A study conducted by The Project takes a deeper look into how well our tradies look after their health and safety on the job, and the results are, well, probably not that surprising.
Tradies Look After Their Tools More Than Their Health
Aussie tradies pride themselves on the condition of their tools. Unfortunately, they can’t say the same about their bodies.
New research released Wednesday reveals that 79 per cent of tradies report taking good care of their tools.
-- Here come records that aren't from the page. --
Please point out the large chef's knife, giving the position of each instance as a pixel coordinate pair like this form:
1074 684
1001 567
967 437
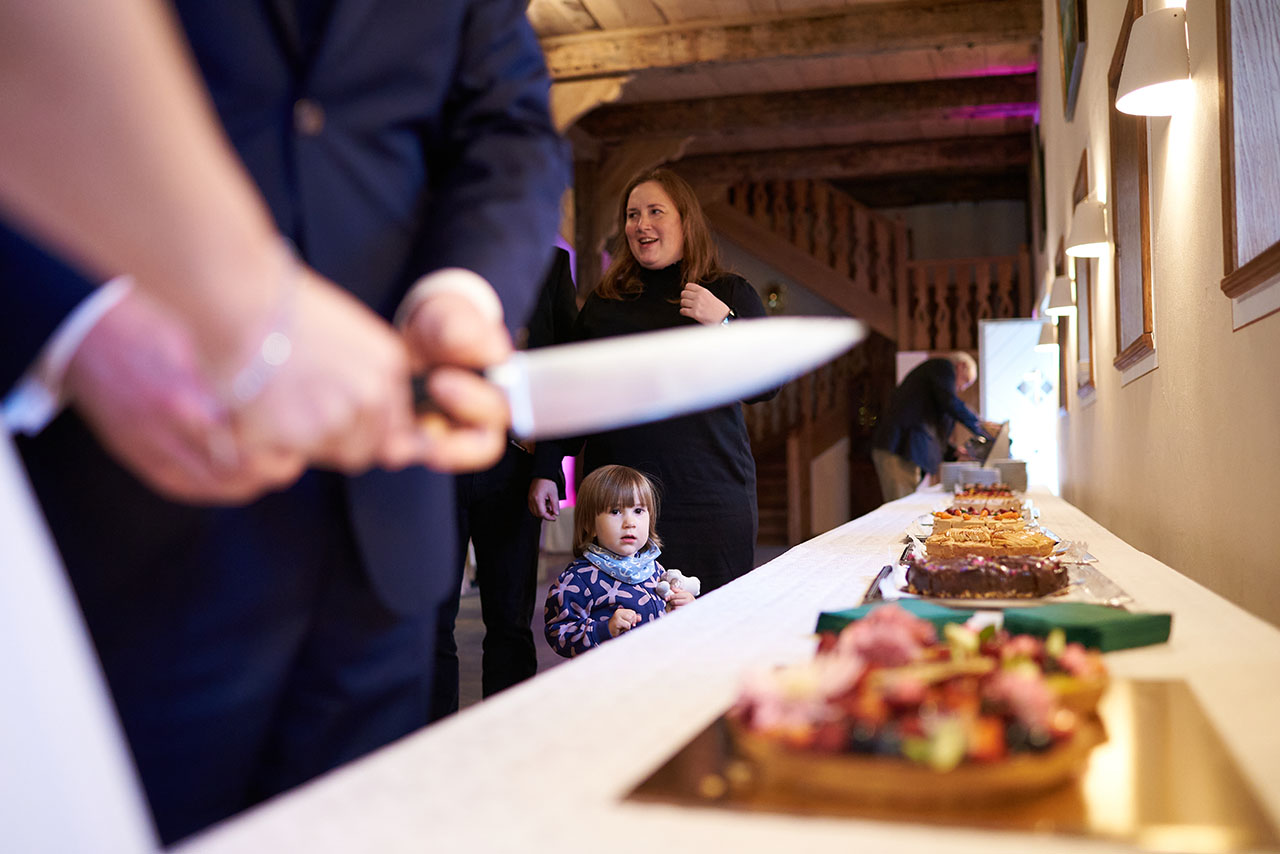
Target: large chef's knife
594 386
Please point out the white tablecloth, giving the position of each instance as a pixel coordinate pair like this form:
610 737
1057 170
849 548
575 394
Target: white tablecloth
545 766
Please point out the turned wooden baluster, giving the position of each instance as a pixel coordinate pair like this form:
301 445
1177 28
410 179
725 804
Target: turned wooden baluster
841 242
1005 275
862 247
800 218
919 338
821 218
964 278
781 219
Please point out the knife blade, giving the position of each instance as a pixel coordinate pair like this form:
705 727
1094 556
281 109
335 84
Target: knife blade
576 389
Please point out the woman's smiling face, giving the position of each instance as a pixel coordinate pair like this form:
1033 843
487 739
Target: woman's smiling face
654 231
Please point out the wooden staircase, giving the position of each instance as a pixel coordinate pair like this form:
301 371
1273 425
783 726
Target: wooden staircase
856 260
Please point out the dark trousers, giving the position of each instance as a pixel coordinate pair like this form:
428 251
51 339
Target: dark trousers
245 648
493 514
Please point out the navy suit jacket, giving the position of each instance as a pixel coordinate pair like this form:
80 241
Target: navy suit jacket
922 414
39 292
384 153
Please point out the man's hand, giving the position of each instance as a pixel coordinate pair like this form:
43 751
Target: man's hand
137 382
622 620
544 499
342 400
449 339
702 305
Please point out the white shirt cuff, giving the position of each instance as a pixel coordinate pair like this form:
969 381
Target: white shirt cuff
452 279
37 397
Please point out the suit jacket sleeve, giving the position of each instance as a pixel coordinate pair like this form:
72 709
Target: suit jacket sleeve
39 292
501 164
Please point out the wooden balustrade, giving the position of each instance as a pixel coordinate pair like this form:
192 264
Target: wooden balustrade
942 301
931 305
863 247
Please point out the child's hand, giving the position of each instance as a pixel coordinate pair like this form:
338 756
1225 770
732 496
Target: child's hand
679 597
622 620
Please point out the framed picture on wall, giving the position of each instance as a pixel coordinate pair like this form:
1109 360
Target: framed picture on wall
1082 270
1248 32
1130 217
1072 32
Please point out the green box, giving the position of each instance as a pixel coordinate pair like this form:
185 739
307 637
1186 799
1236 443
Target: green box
1092 625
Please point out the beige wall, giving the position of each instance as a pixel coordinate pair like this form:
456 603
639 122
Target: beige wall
1183 461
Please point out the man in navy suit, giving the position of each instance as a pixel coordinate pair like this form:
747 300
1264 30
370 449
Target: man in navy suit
407 151
914 434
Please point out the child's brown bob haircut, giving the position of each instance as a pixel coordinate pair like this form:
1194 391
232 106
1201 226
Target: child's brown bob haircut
604 489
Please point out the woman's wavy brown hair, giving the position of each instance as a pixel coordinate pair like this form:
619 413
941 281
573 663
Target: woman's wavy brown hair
700 256
606 488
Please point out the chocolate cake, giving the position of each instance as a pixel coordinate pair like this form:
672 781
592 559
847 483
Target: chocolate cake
983 578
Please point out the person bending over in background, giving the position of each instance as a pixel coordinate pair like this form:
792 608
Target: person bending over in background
912 439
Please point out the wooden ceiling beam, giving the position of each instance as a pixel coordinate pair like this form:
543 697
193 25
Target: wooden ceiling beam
905 191
817 109
863 30
864 160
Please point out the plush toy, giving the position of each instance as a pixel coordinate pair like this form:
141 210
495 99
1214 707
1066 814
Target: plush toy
675 580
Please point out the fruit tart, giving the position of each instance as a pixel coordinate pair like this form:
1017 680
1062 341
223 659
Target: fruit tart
886 711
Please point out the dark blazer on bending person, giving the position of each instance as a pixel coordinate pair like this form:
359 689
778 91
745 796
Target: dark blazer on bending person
922 412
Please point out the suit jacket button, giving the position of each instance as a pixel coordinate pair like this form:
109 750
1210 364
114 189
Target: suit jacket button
307 117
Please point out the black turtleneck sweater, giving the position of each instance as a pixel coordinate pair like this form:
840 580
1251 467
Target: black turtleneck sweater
700 462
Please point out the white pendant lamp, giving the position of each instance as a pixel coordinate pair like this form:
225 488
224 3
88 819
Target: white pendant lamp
1060 298
1088 233
1156 74
1048 338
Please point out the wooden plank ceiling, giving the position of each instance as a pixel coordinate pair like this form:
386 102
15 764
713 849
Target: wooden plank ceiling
897 103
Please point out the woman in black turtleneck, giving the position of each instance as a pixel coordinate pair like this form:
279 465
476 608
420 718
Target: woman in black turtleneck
666 273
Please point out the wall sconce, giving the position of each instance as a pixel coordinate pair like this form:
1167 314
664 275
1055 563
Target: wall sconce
1048 338
1088 233
1061 301
1156 74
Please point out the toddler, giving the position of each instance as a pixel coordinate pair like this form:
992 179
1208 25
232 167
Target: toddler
611 587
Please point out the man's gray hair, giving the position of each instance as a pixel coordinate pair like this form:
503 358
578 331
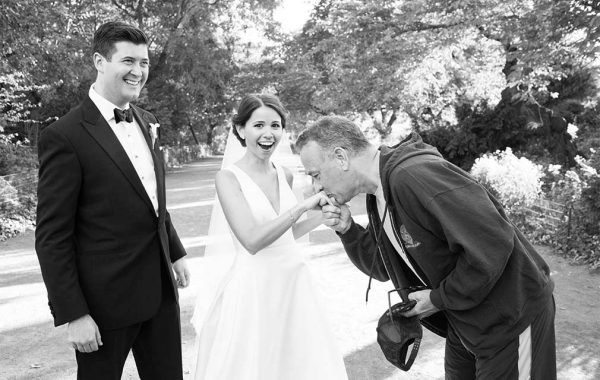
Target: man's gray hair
334 131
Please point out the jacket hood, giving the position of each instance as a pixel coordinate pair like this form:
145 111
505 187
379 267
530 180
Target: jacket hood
411 146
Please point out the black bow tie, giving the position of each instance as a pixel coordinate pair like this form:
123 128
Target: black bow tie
123 115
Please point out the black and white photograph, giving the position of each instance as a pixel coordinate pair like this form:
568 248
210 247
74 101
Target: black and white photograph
299 189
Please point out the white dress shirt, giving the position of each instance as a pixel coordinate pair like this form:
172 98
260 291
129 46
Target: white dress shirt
387 227
132 140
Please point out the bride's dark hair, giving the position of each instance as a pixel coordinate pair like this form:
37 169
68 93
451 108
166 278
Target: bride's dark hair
251 103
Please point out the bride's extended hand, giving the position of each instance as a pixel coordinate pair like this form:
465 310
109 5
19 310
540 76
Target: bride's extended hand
316 201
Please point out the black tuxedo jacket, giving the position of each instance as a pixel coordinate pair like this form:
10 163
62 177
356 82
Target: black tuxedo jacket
100 244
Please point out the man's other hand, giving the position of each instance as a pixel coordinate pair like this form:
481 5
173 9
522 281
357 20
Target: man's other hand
84 335
182 273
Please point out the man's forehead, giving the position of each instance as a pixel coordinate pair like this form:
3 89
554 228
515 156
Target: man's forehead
311 156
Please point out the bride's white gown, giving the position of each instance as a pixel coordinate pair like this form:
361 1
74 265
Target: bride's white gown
267 322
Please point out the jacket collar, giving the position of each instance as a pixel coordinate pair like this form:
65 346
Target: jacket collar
97 126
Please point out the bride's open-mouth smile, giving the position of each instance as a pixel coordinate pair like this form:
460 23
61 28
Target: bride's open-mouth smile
266 145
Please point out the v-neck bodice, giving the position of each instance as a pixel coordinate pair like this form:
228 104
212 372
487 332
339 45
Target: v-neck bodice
262 209
255 184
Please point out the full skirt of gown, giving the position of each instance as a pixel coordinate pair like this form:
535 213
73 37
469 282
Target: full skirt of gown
266 321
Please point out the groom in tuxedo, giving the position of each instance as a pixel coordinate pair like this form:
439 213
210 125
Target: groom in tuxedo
110 257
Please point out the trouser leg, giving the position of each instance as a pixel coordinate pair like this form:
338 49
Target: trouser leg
157 348
107 363
531 355
459 363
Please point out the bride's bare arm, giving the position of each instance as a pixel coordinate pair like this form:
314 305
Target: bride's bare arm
251 235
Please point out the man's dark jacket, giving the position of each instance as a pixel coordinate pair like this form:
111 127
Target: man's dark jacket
485 276
102 249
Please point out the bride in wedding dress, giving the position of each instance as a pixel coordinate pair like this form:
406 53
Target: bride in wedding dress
265 320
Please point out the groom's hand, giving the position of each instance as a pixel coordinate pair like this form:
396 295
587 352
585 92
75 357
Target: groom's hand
336 217
84 335
182 273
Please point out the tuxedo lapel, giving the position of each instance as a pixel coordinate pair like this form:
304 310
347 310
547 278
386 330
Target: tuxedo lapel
100 131
144 119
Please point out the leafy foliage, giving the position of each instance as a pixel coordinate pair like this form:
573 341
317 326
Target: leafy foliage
516 182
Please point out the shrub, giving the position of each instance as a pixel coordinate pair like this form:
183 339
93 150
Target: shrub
18 197
578 237
516 182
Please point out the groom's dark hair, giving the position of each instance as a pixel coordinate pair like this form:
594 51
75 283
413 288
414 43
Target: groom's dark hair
116 31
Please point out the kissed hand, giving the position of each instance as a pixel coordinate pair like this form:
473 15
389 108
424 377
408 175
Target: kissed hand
424 307
84 335
315 201
182 273
336 217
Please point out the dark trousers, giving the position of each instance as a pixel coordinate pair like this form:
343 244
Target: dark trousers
531 355
156 346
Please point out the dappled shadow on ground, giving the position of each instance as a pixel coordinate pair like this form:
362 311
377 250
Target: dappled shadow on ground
369 362
38 351
578 354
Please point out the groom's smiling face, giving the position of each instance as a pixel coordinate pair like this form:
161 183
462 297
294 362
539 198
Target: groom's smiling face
122 75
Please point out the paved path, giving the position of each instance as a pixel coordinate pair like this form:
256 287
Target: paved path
27 334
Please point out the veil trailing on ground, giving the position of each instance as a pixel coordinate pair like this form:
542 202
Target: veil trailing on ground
219 250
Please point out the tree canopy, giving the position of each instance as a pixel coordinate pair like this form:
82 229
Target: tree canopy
510 66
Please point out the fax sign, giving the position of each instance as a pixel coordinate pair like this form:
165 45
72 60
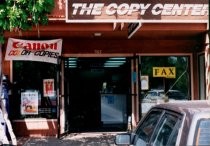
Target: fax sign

That’s nearly twice as many as those that say they take care good care of their bodies (47 per cent).
The survey, commissioned by the Australian Physiotherapy Association, found that 64 percent of tradies had been injured in their current job – and half of those expected to injure themselves again in the future.
August is Tradies National Health Month, which is why the APA is raising awareness of the risks posed to those who work in trade occupations.
Tradies have a tendency to try to “tough out” injuries, with more than half thinking aches and pains were normal for the work they do and nearly a quarter saying they would think a workmate was ‘a wuss’ if they complained about an injury.
“Many tradies are not seeking treatment or are delaying treatment until their injury becomes a much bigger and more complex issue,” said APA National President Phil Calvert. “We know that lower back pain, knee and shoulder issues are common, yet almost a quarter of tradies in our survey said they didn’t seek assistance from a health professional for their injury, which led to a longer recovery time or chronic injury.”
And that can hit the pocket hard, with over 65 per cent reporting losing income due to injury. It’s estimated that adds up to over $1.3 billion in lost income across Australia.
The kicker is the impact that can have on mental health. 20 per cent of the tradies surveyed reported experiencing a mental health issue as the result of a work injury.
Data from Safe Work Australia indicates that 58 per cent of serious workplace injuries involve tradies, despite them only making up 30 per cent of the workforce.
While messages about safe lifting techniques are making an impact, Mr Calvert highlighted the fact that only 23 per cent of tradies said they warm up before starting work.
A regime of stretching before beginning a shift could make a huge difference. Alongside getting early intervention for any issues, it could help prevent cutting a career short due to injury.
After all, it’s great to take care of your tools, but they’re no use without a fit and healthy tradie.